New York's infamous Rikers Island jail is to close
- Published
Rikers Island, a New York jail notorious for the grim stories of cruelty and abuse that emerged from behind its walls, and for its infamous inmates - among them Tupac Shakur, Sid Vicious, and Mark David Chapman - is to close.
The jail earned a variety of nicknames over the years, including Gladiator School, Torture Island, and, when the weather was warm, the Oven - because its concrete floors and steel doors soaked in the summer heat. New York city council speaker Corey Johnson called it "a symbol of brutality and inhumanity".
"It is time for us to once and for all close Rikers Island," Mr Johnson told the city council. "As a city we must do everything we can to move away from the failed policies of mass incarceration."
Following a vote by council members, his first demand at least will come to fruition - the storied jail is now set to close in 2026.
At a meeting of the city council, council members recounted the deaths of former inmates, including Kalief Browder, who took his own life at the age of 22 after being imprisoned in Rikers aged 16 for stealing a backpack - a crime he denied. Browder's family could not afford bail, and he spent three years awaiting trial, half in solitary confinement.
Layleen Polanco was a transgender woman who died of an epileptic seizure, also in solitary confinement. After her death, the New York Civil Liberties Union (NYCLU) called for Rikers' closure and a reform to the jail culture of "punishment, abuse and neglect".
Rikers Island is among the world's largest jails - it is perched on a 413 acre (167 hectare) island between Queens and the Bronx and holds about 7,000 inmates, down from more than 20,000 at its peak in the 1990s.

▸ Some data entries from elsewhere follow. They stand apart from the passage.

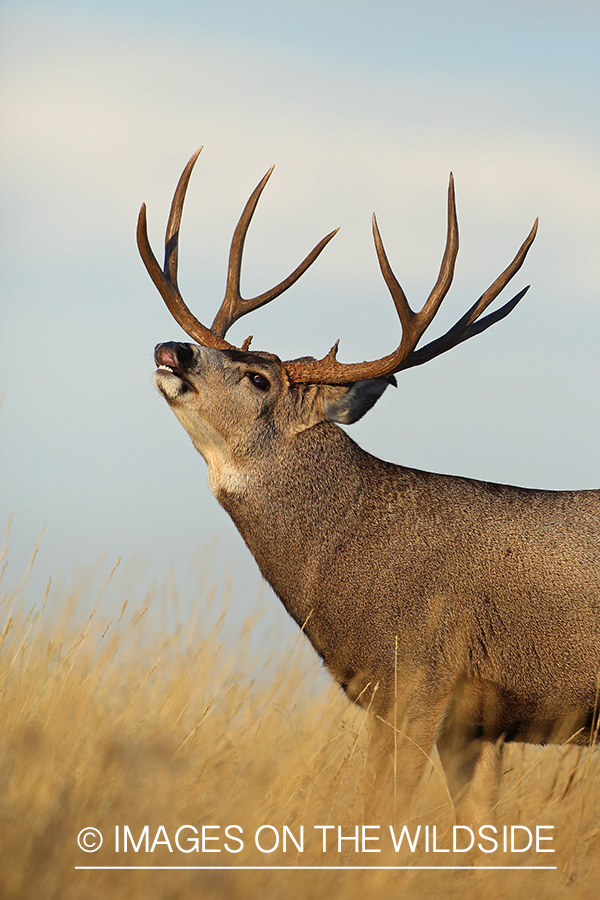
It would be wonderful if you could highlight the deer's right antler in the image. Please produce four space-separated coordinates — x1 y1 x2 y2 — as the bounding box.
137 148 538 384
137 147 339 350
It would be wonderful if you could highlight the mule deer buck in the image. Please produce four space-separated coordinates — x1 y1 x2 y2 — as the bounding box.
137 151 600 822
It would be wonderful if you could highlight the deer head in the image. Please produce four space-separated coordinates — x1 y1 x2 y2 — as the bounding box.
137 148 537 496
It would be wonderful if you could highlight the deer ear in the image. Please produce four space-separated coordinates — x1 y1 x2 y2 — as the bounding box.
323 375 396 425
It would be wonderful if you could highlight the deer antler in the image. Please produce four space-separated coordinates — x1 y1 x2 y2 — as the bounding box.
285 174 538 384
137 147 339 350
142 147 538 384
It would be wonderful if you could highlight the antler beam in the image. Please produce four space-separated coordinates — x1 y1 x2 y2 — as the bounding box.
137 148 538 384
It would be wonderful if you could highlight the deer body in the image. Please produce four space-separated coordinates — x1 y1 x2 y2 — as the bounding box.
138 155 600 821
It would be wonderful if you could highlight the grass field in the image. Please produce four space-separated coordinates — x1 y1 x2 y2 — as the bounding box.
0 536 600 900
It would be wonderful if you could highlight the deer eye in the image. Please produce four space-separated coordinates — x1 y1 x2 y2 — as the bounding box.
248 372 270 391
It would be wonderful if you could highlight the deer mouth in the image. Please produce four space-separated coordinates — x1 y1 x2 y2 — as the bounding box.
154 343 195 399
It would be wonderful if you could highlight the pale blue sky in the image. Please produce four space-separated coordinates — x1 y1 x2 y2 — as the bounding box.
0 0 600 624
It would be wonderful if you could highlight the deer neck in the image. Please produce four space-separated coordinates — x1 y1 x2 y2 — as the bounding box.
214 423 366 625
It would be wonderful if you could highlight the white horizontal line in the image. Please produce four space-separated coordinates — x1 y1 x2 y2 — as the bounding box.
75 866 558 872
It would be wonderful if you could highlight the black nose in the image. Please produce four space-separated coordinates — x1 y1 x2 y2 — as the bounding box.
154 341 194 369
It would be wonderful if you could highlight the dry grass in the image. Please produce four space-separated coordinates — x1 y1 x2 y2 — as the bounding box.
0 536 600 900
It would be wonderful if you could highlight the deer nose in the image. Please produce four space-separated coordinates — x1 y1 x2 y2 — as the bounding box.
154 341 194 369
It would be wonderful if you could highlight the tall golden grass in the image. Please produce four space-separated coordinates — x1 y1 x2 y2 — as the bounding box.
0 536 600 900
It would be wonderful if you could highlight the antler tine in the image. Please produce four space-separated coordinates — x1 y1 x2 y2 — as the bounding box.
137 148 234 350
211 166 339 337
373 173 458 356
285 175 538 384
164 147 204 287
402 219 539 369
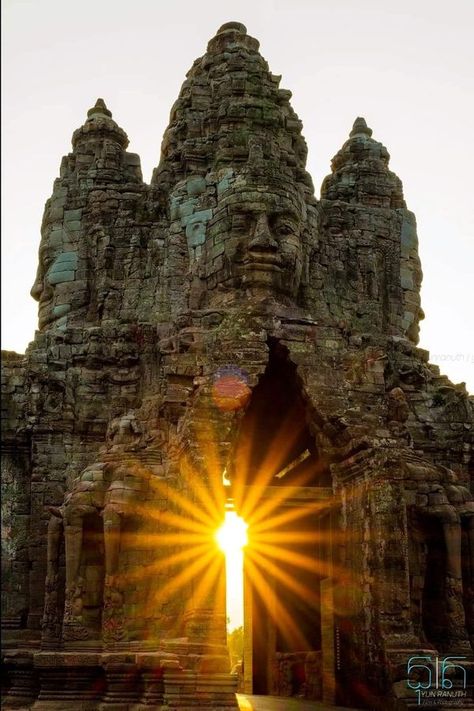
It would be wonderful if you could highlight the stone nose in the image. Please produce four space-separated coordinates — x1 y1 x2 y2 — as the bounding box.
30 276 44 301
249 214 278 252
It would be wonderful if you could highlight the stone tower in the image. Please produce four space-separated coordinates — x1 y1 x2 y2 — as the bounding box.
2 22 474 711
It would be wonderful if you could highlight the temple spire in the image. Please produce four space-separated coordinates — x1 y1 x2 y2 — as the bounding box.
349 116 372 138
87 99 112 118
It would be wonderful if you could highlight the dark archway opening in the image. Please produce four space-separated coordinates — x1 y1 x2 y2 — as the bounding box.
229 339 332 699
421 517 449 649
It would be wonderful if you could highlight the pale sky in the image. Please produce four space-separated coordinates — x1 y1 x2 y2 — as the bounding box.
2 0 474 391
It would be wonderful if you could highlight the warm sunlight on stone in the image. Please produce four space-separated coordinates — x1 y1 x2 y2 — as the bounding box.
216 511 248 558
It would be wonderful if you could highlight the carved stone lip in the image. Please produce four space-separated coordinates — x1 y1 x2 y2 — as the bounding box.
244 252 282 272
38 299 56 328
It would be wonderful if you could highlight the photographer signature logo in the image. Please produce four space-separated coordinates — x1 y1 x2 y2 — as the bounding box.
407 656 467 705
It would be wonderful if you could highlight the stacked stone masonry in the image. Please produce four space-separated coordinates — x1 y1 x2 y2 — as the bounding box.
2 22 474 711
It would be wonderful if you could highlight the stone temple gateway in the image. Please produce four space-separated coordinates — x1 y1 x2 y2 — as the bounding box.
2 22 474 711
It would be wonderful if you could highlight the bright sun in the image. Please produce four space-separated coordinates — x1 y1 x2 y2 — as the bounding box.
216 511 248 556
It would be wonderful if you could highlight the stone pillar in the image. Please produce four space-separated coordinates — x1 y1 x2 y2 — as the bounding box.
2 652 39 708
443 521 469 652
99 654 140 711
34 652 104 711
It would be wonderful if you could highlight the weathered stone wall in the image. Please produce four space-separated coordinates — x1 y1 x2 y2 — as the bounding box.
2 23 474 709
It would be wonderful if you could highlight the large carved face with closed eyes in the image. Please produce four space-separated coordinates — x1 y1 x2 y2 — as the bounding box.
31 217 90 331
203 180 306 302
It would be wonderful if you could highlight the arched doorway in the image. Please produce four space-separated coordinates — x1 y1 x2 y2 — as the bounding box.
229 340 334 701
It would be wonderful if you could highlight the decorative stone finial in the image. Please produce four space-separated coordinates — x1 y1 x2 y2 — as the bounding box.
87 99 112 118
217 22 247 35
349 116 372 138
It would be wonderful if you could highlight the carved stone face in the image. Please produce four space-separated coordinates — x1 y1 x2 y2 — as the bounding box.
31 218 89 331
203 181 306 300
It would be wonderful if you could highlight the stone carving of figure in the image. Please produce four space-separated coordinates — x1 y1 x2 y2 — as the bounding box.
53 412 162 642
407 461 474 649
31 210 89 331
42 507 64 643
202 174 307 303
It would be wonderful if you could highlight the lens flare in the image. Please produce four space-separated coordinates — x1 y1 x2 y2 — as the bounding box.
216 511 248 558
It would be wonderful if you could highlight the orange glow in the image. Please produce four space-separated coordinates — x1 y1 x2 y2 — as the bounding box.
216 511 248 564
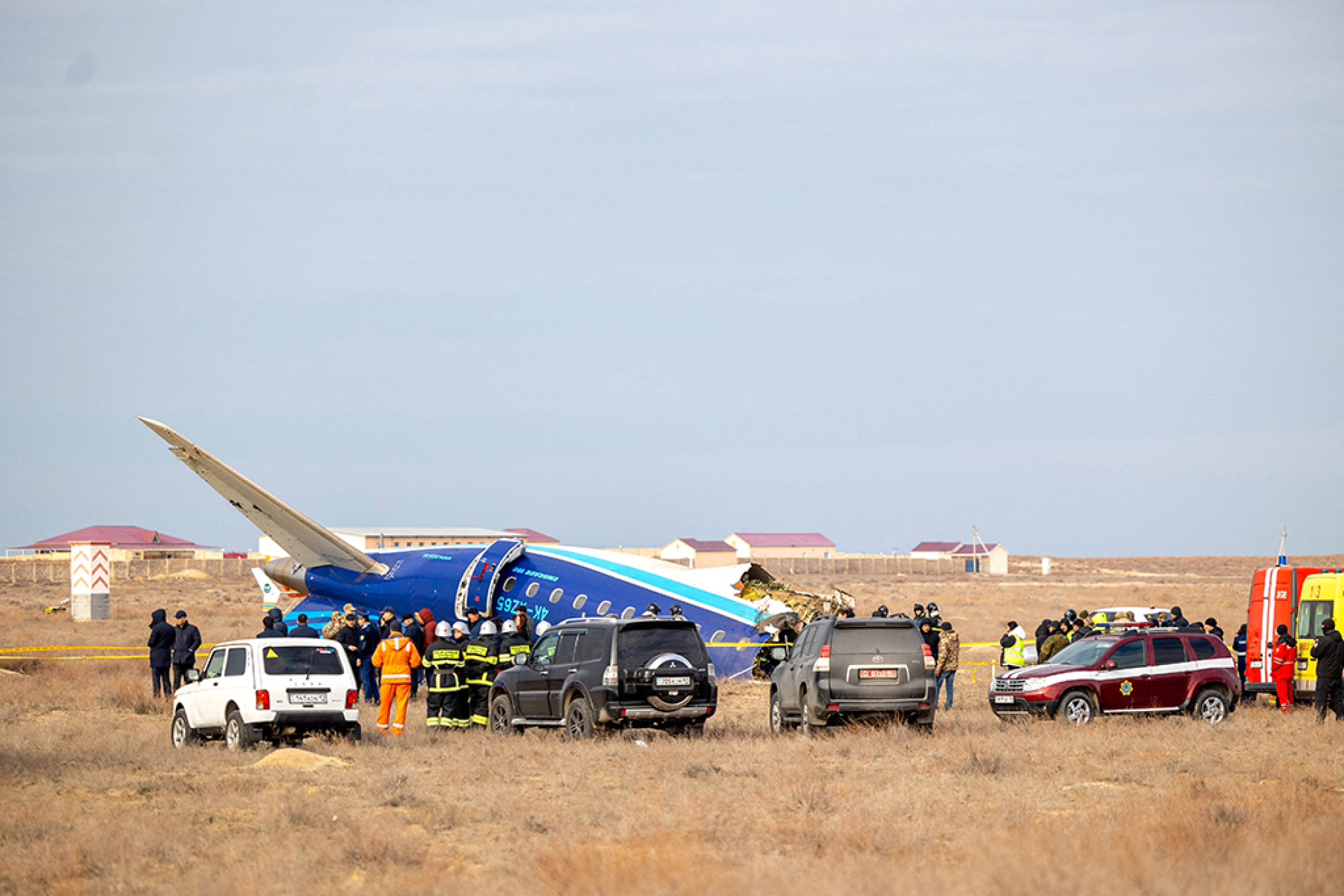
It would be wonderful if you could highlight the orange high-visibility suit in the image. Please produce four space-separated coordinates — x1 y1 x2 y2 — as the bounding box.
374 633 420 736
1268 641 1297 712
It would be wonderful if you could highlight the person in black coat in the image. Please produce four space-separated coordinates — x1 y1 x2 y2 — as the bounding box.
1036 619 1051 655
146 610 177 697
172 610 201 691
920 616 942 659
289 613 323 638
266 607 289 638
1312 619 1344 722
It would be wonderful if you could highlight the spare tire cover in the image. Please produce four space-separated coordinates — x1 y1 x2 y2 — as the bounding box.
644 653 695 712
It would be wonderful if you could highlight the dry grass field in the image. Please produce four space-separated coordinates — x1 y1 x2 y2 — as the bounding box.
0 558 1344 896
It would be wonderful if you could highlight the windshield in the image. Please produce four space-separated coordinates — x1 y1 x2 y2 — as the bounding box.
619 625 704 667
831 625 922 655
1042 638 1115 667
262 646 345 676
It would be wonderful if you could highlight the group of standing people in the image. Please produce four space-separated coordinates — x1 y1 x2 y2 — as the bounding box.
865 600 961 710
1268 619 1344 722
146 610 201 698
321 604 549 735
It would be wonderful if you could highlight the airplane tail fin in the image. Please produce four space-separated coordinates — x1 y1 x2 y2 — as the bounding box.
138 417 387 582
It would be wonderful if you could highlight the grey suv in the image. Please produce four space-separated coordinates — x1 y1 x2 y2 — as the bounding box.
770 616 934 734
489 616 719 740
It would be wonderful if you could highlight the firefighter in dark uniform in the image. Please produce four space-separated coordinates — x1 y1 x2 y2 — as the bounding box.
499 622 533 671
421 622 466 731
465 622 499 731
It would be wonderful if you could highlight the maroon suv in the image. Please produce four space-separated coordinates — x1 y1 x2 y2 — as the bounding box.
989 628 1242 725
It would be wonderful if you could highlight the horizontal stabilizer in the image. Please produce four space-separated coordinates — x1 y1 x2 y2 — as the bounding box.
140 417 387 575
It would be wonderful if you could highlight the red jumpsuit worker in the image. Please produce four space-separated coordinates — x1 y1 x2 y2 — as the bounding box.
1268 626 1297 712
372 621 421 737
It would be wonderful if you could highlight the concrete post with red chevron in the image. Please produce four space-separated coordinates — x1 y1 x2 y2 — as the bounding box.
70 542 112 622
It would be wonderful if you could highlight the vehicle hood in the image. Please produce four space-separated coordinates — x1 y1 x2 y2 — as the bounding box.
999 662 1091 679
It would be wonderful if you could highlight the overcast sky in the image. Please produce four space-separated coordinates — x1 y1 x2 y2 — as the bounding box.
0 0 1344 556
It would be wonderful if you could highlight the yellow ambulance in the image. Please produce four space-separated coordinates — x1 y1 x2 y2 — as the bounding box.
1293 570 1344 695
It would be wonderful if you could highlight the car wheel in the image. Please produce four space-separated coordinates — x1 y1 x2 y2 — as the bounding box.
172 707 201 750
491 693 523 737
225 710 256 750
1055 691 1097 725
1195 691 1227 725
564 695 593 740
770 691 789 735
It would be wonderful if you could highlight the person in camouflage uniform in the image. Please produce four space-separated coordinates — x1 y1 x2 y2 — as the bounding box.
933 622 961 710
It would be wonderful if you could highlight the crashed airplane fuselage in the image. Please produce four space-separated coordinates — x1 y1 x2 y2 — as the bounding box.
140 418 787 676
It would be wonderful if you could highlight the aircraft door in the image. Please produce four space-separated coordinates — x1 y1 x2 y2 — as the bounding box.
456 539 523 619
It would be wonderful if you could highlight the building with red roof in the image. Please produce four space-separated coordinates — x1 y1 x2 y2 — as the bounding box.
658 539 738 570
15 525 223 560
725 532 836 560
504 530 561 544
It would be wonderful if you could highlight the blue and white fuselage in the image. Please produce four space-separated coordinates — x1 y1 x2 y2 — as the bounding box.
286 544 780 676
140 418 787 676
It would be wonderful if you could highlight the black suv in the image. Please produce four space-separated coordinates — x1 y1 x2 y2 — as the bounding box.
489 616 719 740
770 616 934 734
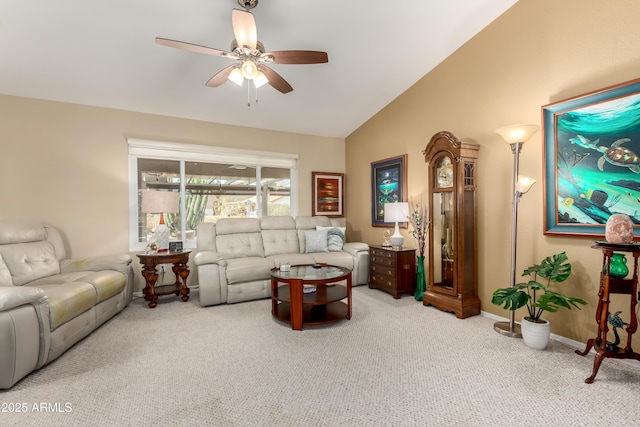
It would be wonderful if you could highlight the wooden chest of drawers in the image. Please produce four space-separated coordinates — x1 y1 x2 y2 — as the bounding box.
369 246 416 299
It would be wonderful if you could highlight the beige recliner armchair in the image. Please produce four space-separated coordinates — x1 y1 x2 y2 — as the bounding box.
0 221 133 389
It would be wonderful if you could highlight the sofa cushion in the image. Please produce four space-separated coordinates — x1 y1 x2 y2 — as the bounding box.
226 257 274 285
260 215 296 230
0 241 60 286
262 229 300 256
304 230 328 254
312 252 353 270
216 233 264 258
26 282 97 331
268 253 316 267
28 270 127 302
0 255 13 286
316 225 347 252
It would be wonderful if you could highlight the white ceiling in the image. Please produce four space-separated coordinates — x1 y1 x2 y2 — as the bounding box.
0 0 517 137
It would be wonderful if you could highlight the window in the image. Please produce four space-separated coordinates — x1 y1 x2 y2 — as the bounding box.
128 139 297 251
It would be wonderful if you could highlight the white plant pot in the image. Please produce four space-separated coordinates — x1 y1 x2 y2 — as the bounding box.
520 317 551 350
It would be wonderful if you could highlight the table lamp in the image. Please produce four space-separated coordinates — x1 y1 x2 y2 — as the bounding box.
140 190 180 252
384 202 409 247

Most inmates are awaiting trial or serving sentences shorter than one year and a disproportionate number are black or Hispanic.
"For decades, our city was unfair to those who became involved in the justice system, and the overwhelming majority who were caught up were black and brown men," Mr Johnson said.
Along with three other detention centres in Manhattan, Brooklyn and the Bronx, the jail complex will be replaced by four new facilities under a six-year, $8.7 billion proposal put forward by the city's mayor, Bill de Blasio. Critics of the proposal argued that it would lead to higher levels of incarceration in the state - and protesters disrupted the vote, shouting: "If you build it they will fill it."
"The idea is to begin actually decarcerating New York City instead of building new jails" said Marlene Nava Ramos, a member of the advocacy group No New Jails NYC.
Other critics said the six-year timeline was unrealistic, claiming that the plan to shrink the jail population to a combined daily capacity of 3,300 prisoners would mean more violent criminals on the streets.
"It's not clear how they're going to get these numbers and it's politically driven," Seth Barron, from the conservative think tank NYC Initiative, told the Associated Press. "It's a big risk because we've already taken all the nonviolent people out of Rikers," he said.
Mr de Blasio said he was optimistic. "The era of mass incarceration is over," he told reporters after the vote. "This action today is about valuing our people - no longer sending them on a pathway that only made their lives worse and worse."
He spoke of breaking "a cycle of incarceration" by better integrating prisoners into the community once they have completed their sentences. "That cycle ends now," he said.